Portugal
"Varandas esconde-se, não dá a cara, não aparece", critica ex-vice do Sporting
Redação
2020-10-02 14:55:00
Carlos Vieira coloca 'em cheque' Rogério Alves

Antigo administrador financeiro e vice-presidente do Sporting, Carlos Vieira não compreende como é que a formação de Alvalade continua sem entrar num ciclo de triunfos e conquistas.

O afastamento da Liga Europa, numa fase precoce, é para Carlos Vieira uma "tragédia desportiva e financeira" no clube lisboeta, que foi vergado a uma pesada derrota por 4-1, em casa, perante o LASK e disse adeus às provas europeias.

O ex-dirigente não percebe também como é que Frederico Varandas não aparece para dar uma palavra aos associados nos momentos de desaire.

"Varandas esconde-se, não dá a cara, não aparece", referiu, dizendo que com isso revela uma mensagem de "fragilidade e medo" e entendendo que falta exigência em todo o clube.

Após a derrota, Hugo Viana apareceu para deixar uma palavra de ânimo ao grupo de trabalho e aos associados, destacando que o plantel às ordens de Rúben Amorim dará uma "imagem à Sporting" rapidamente.

Mas o discurso do diretor para o futebol do Sporting não agradou a Carlos Vieira, que não percebe o que se passa no clube de Alvalade.

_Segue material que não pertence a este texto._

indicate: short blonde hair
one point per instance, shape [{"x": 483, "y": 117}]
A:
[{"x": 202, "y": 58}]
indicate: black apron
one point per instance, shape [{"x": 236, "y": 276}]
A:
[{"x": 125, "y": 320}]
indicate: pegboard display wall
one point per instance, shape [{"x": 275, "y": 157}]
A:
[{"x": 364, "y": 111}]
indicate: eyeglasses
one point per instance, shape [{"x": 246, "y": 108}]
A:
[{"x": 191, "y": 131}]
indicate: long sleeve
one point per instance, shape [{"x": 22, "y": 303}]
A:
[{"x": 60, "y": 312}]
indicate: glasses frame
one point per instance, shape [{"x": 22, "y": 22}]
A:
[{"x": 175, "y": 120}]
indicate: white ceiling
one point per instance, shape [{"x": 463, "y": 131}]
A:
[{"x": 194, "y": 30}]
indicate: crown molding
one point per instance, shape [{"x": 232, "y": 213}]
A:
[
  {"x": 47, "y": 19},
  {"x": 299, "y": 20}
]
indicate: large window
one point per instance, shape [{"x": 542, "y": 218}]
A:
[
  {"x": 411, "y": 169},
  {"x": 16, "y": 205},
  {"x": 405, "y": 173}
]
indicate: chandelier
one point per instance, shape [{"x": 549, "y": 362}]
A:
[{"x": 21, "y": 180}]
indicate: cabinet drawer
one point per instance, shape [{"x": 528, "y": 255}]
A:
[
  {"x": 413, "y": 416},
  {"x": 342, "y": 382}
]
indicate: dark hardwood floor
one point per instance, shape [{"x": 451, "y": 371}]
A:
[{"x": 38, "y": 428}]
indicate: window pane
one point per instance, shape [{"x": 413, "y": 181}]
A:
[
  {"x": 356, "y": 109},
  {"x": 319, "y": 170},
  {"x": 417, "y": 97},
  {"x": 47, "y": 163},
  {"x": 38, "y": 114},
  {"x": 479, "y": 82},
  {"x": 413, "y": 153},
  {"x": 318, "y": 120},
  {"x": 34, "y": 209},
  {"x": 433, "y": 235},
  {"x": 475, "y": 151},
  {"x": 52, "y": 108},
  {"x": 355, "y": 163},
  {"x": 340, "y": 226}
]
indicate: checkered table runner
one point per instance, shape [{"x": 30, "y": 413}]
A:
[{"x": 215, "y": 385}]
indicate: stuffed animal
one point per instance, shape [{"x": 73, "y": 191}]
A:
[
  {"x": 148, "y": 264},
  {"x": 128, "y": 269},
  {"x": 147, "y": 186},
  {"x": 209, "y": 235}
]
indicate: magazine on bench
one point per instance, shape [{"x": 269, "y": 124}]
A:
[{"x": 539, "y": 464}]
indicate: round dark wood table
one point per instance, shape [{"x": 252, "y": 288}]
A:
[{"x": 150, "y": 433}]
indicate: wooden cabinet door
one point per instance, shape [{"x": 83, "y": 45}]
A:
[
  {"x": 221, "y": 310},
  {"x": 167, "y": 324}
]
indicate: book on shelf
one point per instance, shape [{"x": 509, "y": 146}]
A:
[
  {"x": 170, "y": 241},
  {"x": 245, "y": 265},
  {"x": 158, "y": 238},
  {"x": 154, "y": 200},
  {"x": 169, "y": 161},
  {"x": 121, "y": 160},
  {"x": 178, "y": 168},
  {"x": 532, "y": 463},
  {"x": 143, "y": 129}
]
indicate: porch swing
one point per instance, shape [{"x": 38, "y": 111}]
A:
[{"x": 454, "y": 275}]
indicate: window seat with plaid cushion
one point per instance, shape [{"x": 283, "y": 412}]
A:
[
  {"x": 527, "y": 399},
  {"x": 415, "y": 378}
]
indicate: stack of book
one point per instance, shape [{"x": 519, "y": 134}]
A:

"Há uma falha de treinadores que não indicam aos jogadores para serem mais agressivos", lamentou, dizendo, por exemplo, que no jogo da Liga Europa o LASK "fez o dobro das faltas do Sporting".

"Portanto, uma agressividade tremenda. Podemos gostar ou não, mas eles quiseram muito mais. Faz falta um discurso de maior exigência".

Carlos Vieira referiu ainda que "há um grupo de sportinguistas" que está em silêncio.

"Ou porque estão envergonhados ou estão silenciados, ou estão acomodados e isso transmite-se do topo até à equipa de futebol", referiu Carlos Vieira, dizendo que caberá a Rogério Alves, na qualidade de presidente da Mesa da Assembleia Geral, perceber os sinais que vão sendo dados pelos associados do Sporting.

"As pessoas têm de ser chamadas. Se estão bem, votam a favor de uma moção de confiança. Se não estão, votam contra", salientou o antigo vice-presidente do Sporting, que ocupou o cargo da administração financeira.

Nestas declarações na Renascença, Carlos Vieira disse ainda que irá para tribunal, se for necessário, para pagar as quotas do tempo em que esteve suspenso, pois pretende ter a folha 'limpa' com o clube.

"Estes senhores estão mais interessados em que eu não possa ser candidato ao Sporting. Não me deixam pagar as quotas. A mim e aos meus colegas. Não me dão abertura para ser membro do Conselho Fiscal, de uma direção."

Carlos Vieira considera que acredita ter um "papel relevante" na vida do Sporting pois foi dirigente.

"Tenho que assumir as minhas responsabilidades e tenho de ficar orgulhoso das coisas que fiz", referiu o antigo vice-presidente do Sporting na direção de Bruno de Carvalho.